The NFT community has begun to develop a playbook to deal with the fallout from scams, which involves raising funds to buy back stolen and flipped goods. This typically includes community fundraising, where generous users donate excess Ethereum or in-demand NFTs, while artists often pitch in with NFTs they’ve created themselves. Oftentimes, victims are given zero-interest cryptocurrency loans, which they can use to invest or start their own artistic projects to get back on their feet. Rescue bots with names like “Cool Cats Rescue” and “dogemaster42069” patrol the marketplace, making automatic lowball offers to liquidity-starved scammers so the NFTs can be returned to the original owners at fairer prices — and sometimes for free.

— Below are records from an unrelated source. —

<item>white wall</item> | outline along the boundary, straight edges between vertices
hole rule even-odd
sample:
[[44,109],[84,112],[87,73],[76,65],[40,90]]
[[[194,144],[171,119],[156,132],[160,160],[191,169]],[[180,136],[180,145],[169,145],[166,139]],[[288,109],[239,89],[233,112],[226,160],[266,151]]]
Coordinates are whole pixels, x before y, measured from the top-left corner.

Nicholas connected with Sohrob Farudi, an NFT collector who’d lost what he estimated was 250 ETH, or $800,000, after scammers had deceived him by impersonating the Bored Ape Yacht Club founders. Together they started a community fund to buy back the stolen NFTs that had been frozen. By raising NFTs from the community, they were able to resell the donations for roughly 10 percent of the value of the stolen assets, or a still-impressive sum of 32 ETH. The rest has come out of their own pockets.
“I felt horrible that something that happened to me impacted all these other people. It isn’t fair that my stolen items ended up in innocent buyers’ wallets and are now locked,” Farudi said.

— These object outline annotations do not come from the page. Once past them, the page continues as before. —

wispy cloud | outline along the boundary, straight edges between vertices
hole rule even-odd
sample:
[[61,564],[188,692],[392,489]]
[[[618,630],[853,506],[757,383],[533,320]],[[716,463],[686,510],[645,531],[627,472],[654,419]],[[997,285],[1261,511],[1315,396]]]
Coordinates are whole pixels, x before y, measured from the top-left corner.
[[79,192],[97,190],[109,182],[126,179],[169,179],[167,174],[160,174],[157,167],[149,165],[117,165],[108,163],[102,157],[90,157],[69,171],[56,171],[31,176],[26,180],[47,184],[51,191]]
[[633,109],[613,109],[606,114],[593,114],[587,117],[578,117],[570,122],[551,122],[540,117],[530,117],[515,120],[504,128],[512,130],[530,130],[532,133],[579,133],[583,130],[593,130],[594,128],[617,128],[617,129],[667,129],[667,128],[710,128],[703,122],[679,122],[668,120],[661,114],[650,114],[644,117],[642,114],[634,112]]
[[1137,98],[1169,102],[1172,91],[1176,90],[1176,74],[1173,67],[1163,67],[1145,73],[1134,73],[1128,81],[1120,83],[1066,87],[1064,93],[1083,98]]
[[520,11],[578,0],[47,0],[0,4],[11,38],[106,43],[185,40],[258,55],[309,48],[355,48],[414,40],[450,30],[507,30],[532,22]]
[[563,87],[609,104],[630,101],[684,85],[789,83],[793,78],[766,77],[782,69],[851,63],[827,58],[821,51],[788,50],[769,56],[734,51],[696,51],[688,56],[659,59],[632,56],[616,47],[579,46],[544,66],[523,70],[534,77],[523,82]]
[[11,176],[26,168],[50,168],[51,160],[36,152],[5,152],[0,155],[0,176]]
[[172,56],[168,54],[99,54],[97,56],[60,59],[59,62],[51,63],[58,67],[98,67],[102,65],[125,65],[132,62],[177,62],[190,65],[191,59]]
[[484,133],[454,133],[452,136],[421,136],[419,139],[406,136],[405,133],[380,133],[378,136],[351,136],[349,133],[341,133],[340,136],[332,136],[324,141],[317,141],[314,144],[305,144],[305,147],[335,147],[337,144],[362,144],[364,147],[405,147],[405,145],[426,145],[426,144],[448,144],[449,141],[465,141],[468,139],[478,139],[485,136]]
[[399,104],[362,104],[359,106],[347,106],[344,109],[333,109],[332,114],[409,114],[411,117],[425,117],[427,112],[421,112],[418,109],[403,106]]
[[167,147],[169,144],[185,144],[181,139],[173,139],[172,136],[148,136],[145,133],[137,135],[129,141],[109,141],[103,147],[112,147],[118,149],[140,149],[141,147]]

While the fund has reunited Nicholas and Farudi with some of their prized assets, the process has not all been easy. Soon after the scammers sold the Bored Ape Yacht Club NFTs, the perceived market value skyrocketed on the heels of a Sotheby’s auction announcement and an expansion of the Bored Ape ecosystem called “Mutants.” While most buyers returned the NFTs at cost, some ape buyers were not willing to return their inflated NFTs for what they paid. After significant negotiation, Nicholas and Farudi were able to settle with the large majority of the buyers. One ape remains. “We may have to just let it go,” Nicholas said.
Despite the stereotype of a cryptocurrency space subject to highly-complicated hacks, such as when an anonymous hacker stole over $600 million in cryptocurrency (and later returned all of it), the scams used on Nicholas and Farudi were verifiably low-tech. There was no venomous code; it was fake Discord channels and fake names.
In response to the two high-profile scams, OpenSea has apologized to Nicholas and Farudi. The platform also added an SOS button, which allows users to lock their own account should they believe it to be compromised. MetaMask, the wallet service Nicholas used, has temporarily disabled the QR code which gives access to a user’s keys, since scammers have exploited the feature through victims’ screen share function on multiple occasions. While Discord has some security features to prevent impersonation, such as unique four-digit number tags on top of a non-unique username system, some users feel that the latter still enables opportunities for abuse.
For Nicholas and Farudi, their lives were upended in a matter of hours. Nicholas compared the feeling to PTSD, and Farudi says the psychological trauma has made him paranoid whenever he clicks on his MetaMask. If anything could have brought them back into the space, it was the social connections that drew them in the first place. “It’s a story centered in community. This bad thing happened and the community rallied,” Nicholas told The Verge. “There are so many people who have reached out and said, ‘Look, the same thing happened to me. And I’ve been ashamed, and I haven’t said anything. And I didn’t do anything about it because I know better.’”
“If this is what it took to close a vulnerability, and now other people won’t suffer the same fate,” Farudi added, “I feel good that we went out and did what we did.”